I am still working out with Deb my personal trainer twice a week except the cruise week. I went to her yesterday. She is killing me. I am sitting at work now and I just got up to fill my water bottle up and I am sore all over. No pain no gain right. ha!!
I am moving forward from here.

Tuesday, October 13, 2009

The Magic Number

Today I met with Deb my personal trainer. I usually only weigh when I have my once a month appointment with my Doc, but I am leaving for a cruise this Thursday and I kind of wanted to know where I am before and after the cruise. I am thinking it might be something I do kind of regularly now getting her to weigh me in the middle of the month I guess. Well I am pleased to say that I am now 298 no more 300 baby. I was so freaking excited today. I felt like a kid that just heard the noise of the icecream truck coming around the corner. haha...
Today was a big day for me 40 lbs down.
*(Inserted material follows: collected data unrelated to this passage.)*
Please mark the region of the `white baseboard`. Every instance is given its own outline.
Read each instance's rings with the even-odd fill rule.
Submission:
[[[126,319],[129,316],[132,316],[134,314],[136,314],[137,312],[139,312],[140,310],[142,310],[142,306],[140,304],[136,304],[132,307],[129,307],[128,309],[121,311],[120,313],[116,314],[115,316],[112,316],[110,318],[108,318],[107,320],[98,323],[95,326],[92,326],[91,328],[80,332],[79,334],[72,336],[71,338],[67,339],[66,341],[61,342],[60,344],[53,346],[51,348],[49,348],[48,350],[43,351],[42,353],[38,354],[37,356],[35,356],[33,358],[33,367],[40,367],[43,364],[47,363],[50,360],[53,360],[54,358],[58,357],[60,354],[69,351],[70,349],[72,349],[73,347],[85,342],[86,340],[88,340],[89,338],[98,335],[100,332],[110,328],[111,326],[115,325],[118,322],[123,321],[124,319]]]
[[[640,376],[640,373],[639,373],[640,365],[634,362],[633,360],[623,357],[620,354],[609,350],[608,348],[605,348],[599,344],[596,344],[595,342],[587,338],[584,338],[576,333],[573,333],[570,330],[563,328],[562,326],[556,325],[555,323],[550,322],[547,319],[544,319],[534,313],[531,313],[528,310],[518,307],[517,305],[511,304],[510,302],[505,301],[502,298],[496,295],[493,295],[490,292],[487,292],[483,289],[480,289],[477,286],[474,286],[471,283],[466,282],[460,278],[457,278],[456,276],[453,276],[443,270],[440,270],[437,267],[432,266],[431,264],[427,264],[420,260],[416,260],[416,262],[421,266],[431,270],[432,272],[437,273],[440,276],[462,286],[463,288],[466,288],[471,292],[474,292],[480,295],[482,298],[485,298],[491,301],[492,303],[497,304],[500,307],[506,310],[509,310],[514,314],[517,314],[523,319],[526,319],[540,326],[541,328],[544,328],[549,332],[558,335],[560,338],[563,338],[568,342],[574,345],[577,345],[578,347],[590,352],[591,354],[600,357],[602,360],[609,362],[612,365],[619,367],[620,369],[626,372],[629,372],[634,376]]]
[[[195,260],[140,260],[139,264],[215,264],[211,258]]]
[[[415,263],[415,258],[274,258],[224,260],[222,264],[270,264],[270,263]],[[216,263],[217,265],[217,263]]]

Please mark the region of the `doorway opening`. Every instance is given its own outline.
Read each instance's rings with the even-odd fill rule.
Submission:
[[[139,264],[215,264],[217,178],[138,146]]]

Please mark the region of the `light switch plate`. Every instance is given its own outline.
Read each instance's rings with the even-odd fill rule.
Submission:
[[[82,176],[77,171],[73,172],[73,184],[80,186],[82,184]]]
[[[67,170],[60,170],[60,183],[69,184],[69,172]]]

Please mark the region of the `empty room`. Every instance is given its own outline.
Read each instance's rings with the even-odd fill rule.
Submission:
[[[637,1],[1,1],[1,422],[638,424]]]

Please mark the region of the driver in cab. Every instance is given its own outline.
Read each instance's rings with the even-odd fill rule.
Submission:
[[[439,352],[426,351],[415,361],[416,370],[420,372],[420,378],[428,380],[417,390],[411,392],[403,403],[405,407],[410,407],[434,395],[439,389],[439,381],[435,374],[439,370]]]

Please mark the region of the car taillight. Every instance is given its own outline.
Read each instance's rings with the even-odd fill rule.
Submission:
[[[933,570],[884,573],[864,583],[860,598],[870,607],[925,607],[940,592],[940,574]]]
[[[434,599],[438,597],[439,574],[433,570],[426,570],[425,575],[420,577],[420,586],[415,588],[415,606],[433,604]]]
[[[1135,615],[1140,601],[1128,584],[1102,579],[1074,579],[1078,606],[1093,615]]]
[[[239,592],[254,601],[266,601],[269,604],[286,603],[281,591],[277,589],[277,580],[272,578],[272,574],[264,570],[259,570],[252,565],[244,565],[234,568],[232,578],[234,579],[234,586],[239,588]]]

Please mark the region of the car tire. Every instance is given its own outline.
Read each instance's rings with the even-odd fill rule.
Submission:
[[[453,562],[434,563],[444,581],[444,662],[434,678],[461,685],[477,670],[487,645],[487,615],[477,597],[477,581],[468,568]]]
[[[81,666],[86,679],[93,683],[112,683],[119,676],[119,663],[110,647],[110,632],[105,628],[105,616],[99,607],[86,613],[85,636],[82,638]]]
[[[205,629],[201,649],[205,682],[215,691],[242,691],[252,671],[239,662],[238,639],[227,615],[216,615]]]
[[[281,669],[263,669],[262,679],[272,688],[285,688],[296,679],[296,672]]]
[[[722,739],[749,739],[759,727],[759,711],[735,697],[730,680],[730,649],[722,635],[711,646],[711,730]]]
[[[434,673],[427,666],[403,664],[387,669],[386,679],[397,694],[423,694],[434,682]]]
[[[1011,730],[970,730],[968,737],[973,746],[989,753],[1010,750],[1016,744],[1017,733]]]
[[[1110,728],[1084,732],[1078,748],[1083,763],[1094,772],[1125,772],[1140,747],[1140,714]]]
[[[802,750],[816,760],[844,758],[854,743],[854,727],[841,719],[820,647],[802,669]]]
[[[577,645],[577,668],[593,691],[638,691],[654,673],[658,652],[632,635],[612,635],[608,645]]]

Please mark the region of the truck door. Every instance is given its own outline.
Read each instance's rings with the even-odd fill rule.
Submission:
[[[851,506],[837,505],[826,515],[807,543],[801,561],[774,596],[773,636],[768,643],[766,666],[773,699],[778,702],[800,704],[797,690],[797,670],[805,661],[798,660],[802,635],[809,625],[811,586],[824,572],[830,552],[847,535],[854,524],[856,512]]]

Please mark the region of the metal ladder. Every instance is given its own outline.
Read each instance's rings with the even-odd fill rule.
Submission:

I am so happy with myself. For one of the first times in my life I am finally doing something right. I made this decision because I wanted it for me. I want the whole thing for Gail not for anyone else. It has been kind of strange giving all this me time to me when I am not used to worrying about me at all, but when I have a day like today it just seems so real now and it makes me so happy that I am doing this not anyone else just me.

The Magic Number of the Day is 40!!!!!

Friday, October 2, 2009

2nd Fill and 33 Down

I had a doctor appointment today. I went in and talked to the nutritionist everything has been going good. Still doing good at trying not to go over 30 carbs a day as suggested. I still have a problem getting all my water in. Then the doctor came in. We chatted for a few then he said he would give me a fill. Being that it was my 2nd one I kind of was prepared, but then it took a turn. He put some in and had me sit up to drink/ chug the water. He said let me know when you feel it and then let me know when you feel it release or gone if you will. Well it wasn't going down. It was burning and just plain awful. He had me spit it in the cup. I still didn't feel right and what do I do. You got it, I started panicking. He said lay down as soon as my head it the table I coughed and then threw up the rest of all the water. IT WAS AWFUL. Then I started crying. Mostly because I was just freaking out and embarrassed. He said well now you know what it is like to have to much. I just know that it was crazy to not be able to even get water down. He took some out and I tried drinking again and I was good. Thankfully.


Now for the good news. 7 weeks after surgery and I am a total 33 lbs down. 7 of that was pre surgery when I was doing low carb July 20th- August 11th. Brings it to 26 post surgery. That is super exciting to me.